Kıbrıs Türk Halkı alternatifsiz değildir derken, bunu laf olsun diye söylemediklerini vurgulayan Eroğlu, "Alternatifimiz devletimizdir. Bugün 26. doğum gününü kutlamaya hazırlandığımız Kuzey Kıbrıs Türk Cumhuriyeti artık bebek değil, çocuk da değildir. 26 yaşında genç, gürbüz bir delikanlıdır. İşte şimdi bu devletin 26. kuruluş yıldönümünü kutlamaya hazırlanıyoruz. 26 yıl önce kurduğumuz devlet yalnızca Anavatan Türkiye tarafından tanınmakla birlikte, gururla söylüyorum bugün modern demokratik bir devletin bütün organlarına ve vasıflarına sahiptir. Yasaması, yürütmesi ve bağımsız yargısıyla, bağımsız organlarıyla BM'ye üye, tanınmış birçok devleti imrendirecek demokratik bir yapıya sahiptir. Buna rağmen biz iyi niyetle 26 yıldır federasyon görüşüyoruz" diye konuştu.

 

"Rumlar iktidar değiştikçe katılaşıyor"

Eroğlu Türk tarafının girişimiyle müzakerelerin geçtiğimiz yıl yeniden başladığını hatırlatarak, "Biz iyi niyetimizi ve sabrımızı her şeye rağmen muhafaza ederek müzakere sürecini desteklediğimizi açıkladık. Bu sözümüzün arkasında durmaya da devam ediyoruz.Ancak görünen o ki Rum tarafında iktidar değişse de ortaya konan politikalar değişmiyor. Hatta gelen gideni aratıyor. Hristofyas da en az kendinden öncekiler kadar katı bir politika izliyor. Bu şartlar altında ne yazık ki müzakerelerin geleceğinden umutlu olmak için elimizde somut veriler bulunmuyor" dedi.

 

"İngilizlerin toprak iadesi Rumları tatmin etmez"

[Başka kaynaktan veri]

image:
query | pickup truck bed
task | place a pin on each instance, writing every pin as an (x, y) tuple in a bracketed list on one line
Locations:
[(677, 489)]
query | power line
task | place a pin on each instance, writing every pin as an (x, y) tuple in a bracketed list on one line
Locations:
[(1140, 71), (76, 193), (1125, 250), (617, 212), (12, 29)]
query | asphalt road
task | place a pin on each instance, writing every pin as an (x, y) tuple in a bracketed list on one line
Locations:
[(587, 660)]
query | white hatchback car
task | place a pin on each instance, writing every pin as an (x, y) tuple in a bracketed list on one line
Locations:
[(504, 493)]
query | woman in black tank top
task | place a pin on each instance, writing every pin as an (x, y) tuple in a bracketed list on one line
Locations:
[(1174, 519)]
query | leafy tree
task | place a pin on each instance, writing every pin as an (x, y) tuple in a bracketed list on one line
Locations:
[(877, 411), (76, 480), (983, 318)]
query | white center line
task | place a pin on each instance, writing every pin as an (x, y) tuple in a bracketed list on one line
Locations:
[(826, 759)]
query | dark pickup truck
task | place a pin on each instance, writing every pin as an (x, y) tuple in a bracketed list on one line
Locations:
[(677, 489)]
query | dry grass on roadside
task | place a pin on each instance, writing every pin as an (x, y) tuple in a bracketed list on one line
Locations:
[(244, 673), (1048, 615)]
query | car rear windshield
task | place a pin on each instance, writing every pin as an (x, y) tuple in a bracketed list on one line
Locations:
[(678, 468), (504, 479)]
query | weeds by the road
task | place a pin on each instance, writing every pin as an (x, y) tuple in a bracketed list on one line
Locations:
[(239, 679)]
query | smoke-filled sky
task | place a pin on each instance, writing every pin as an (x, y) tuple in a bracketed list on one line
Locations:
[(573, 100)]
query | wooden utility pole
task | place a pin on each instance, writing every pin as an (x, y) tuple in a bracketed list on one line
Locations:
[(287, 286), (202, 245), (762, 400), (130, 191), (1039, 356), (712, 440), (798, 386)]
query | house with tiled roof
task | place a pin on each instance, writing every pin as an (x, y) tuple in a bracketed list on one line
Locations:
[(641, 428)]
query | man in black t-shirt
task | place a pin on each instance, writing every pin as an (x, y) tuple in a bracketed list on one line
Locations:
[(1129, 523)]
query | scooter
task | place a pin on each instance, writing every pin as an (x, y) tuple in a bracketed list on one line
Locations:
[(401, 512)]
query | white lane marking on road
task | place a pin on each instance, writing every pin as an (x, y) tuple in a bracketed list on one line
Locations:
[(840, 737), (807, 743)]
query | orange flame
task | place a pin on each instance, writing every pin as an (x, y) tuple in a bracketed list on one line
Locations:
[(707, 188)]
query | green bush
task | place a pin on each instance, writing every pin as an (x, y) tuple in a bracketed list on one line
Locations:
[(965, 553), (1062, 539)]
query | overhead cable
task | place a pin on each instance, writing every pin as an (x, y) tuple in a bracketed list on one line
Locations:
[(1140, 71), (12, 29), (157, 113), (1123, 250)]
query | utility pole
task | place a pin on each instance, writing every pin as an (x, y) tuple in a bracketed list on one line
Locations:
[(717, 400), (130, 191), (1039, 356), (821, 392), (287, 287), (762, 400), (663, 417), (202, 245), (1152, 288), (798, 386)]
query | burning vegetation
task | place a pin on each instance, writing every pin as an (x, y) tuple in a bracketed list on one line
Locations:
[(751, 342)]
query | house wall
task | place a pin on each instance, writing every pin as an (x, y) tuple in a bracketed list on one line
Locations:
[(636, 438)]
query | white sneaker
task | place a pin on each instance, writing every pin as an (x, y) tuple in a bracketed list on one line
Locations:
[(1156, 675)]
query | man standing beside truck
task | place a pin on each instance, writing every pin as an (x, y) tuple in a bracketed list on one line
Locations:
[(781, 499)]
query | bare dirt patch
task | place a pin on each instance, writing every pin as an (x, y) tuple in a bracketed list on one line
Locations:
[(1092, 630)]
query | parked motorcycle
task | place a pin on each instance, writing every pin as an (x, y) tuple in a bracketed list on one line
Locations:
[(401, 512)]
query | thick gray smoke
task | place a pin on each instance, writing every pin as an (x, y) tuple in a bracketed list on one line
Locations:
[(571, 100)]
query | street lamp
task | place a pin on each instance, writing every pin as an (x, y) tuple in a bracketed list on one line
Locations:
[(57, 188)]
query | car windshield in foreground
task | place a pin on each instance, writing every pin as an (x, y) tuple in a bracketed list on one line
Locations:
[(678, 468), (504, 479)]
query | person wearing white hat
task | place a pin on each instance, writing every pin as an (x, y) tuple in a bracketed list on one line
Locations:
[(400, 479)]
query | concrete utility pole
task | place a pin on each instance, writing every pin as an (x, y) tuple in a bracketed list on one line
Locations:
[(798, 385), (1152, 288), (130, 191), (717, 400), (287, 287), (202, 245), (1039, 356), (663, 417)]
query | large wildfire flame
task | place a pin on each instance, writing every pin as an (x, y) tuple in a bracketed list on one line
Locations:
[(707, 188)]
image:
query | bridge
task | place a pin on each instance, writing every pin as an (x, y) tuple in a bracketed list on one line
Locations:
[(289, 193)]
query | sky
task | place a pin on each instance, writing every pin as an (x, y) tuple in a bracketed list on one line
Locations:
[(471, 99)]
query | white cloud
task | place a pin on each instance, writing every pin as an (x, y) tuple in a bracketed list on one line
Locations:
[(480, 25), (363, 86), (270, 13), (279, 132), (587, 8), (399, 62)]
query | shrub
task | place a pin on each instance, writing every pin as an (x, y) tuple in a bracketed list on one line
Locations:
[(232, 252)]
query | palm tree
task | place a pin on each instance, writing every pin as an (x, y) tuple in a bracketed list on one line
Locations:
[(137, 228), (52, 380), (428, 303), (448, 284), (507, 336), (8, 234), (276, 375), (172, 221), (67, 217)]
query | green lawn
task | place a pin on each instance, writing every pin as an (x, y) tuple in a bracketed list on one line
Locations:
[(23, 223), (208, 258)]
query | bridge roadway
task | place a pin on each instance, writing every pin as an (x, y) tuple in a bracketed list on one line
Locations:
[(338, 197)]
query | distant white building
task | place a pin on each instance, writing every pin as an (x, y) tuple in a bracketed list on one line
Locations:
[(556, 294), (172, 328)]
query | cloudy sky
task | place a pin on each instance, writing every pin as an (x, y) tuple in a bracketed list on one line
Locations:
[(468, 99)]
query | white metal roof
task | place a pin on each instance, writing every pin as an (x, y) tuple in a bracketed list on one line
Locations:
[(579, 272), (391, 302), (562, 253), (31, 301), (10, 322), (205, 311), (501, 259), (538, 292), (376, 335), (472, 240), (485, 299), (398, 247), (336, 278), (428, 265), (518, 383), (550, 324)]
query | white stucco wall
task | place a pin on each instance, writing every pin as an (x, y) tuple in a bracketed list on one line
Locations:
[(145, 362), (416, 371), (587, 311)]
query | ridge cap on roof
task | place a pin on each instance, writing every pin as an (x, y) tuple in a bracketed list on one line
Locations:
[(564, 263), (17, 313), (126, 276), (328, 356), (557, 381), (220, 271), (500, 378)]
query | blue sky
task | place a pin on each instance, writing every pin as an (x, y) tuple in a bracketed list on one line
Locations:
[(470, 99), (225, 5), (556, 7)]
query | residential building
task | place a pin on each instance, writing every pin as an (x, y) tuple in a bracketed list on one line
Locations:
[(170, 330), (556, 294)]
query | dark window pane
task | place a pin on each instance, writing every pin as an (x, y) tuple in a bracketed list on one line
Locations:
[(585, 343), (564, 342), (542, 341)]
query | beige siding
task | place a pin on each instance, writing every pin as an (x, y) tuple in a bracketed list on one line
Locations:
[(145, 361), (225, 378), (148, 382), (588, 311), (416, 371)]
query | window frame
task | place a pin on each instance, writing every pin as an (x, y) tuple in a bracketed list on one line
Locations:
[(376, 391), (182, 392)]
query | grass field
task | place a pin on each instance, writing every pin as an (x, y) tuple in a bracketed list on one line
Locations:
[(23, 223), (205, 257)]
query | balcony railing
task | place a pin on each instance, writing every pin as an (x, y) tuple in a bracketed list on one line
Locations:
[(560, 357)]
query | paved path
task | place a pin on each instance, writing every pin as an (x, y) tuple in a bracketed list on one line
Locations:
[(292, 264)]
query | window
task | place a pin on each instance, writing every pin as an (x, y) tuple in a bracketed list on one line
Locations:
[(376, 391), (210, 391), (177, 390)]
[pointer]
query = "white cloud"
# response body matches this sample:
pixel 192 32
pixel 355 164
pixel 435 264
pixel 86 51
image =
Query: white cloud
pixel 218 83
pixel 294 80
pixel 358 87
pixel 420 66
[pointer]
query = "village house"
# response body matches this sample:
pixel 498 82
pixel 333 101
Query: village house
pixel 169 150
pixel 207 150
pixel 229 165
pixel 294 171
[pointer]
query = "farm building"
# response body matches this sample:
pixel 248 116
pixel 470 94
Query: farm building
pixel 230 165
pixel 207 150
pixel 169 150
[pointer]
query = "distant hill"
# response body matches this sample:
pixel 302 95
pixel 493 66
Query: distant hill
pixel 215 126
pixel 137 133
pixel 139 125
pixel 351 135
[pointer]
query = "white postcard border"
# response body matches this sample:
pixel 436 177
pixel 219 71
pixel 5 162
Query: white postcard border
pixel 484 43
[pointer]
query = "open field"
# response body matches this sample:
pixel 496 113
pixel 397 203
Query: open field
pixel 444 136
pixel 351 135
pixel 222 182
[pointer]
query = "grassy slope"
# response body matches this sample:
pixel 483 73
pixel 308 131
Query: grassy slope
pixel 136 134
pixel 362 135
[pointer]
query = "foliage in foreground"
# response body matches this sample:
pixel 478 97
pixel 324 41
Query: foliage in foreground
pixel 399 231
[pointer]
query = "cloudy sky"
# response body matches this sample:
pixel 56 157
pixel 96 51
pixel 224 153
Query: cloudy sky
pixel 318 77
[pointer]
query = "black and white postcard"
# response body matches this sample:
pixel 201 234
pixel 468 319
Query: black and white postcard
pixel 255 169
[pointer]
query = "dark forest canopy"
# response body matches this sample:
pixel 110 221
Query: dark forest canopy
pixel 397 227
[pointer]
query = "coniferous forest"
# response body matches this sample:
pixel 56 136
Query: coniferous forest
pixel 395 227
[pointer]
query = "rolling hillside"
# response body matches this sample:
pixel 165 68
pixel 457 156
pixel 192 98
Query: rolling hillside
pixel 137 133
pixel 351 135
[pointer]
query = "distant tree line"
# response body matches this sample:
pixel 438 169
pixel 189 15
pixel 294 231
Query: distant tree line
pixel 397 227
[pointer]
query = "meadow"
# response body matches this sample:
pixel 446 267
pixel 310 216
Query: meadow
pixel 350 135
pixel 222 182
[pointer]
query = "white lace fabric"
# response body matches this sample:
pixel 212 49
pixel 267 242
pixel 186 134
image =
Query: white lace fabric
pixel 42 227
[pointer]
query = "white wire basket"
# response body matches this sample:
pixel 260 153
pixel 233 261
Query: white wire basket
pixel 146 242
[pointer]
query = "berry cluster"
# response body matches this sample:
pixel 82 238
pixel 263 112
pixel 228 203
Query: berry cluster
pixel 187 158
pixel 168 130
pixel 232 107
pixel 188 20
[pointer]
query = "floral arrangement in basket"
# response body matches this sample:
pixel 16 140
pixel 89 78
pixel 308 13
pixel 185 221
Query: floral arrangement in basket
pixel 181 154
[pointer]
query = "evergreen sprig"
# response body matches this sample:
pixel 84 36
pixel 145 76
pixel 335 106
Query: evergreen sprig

Toplantıda soruları cevaplayan KKTC Başbakanı Eroğlu, İngiltere'nin, garantör bir ülke olarak barışı teşvik için toprak önerisi bir jest olarak değerlendirdi. İngiliz üslerinin Kıbrıs'ın yüzde 2.6 gibi çok küçük bir toprak parçasını oluşturduğunu belirten Eroğlu, "Rumların bu kadar küçük bir toprak parçası ile tatmin olacaklarını sanmıyorum. Rumlar daha külliyetli bir toprak istiyor. Bu bir jettir çok fazla bir şey ifade etmez. Bilindiği gibi İngiltere, bu üsleri egemen üs bölgesi olarak AB dışında bırakmıştı. Bu kadar küçük bir yüzölçüme sahip olan İngiliz üsleri egemen oluyor da niçin KKTC'nin egemenliği kabul edilmiyor. Bunu anlamak mümkün değil" görüşünü ifade etti.

 

"Referandumdan 'Hayır' çıkar"

Eroğlu, Kıbrıs Türk halkının, müzakere sürecinin geleceği konusundaki eğilimini "Şu anda kamuoyunun bu müzakereden bir sonuç çıkacağından umudu iyice azaldı. Nüfusun neredeyse yüzde 70-80 iki devletli yapıdan yana görülüyor. Bu nedenle şu anda bir referandum yapılırsa sonuç hayır çıkar" şeklinde yorumladı.

KKTC halkında AB'ye yönelik bir güven bunalımı olduğuna dikkat çeken Eroğlu, "Eğer AB, izolasyonları ve ambargoları kaldırmış olsaydı ve verdiği sözleri tutmuş olsaydı Rumlar bu kadar aşırı isteklerde bulunamazlardı. Aslında anlaşmayı destekliyor görününler Rumların uzlaşmazlığını körüklemişlerdir" eleştirisini getirdi. Rumların, Rusya ve İngiltere ile Kıbrıs'ın toprak bütünlüğünü tanıyan anlaşmalara değinen KKTC Başbakanı, "Rumları devlet KKTC'yi toplum olarak gören bir mantıkla bir yere varılamaz" dedi.

 

"Lefkoşa Mezarlığı'nda birçok Güzelyurtlu yatıyor"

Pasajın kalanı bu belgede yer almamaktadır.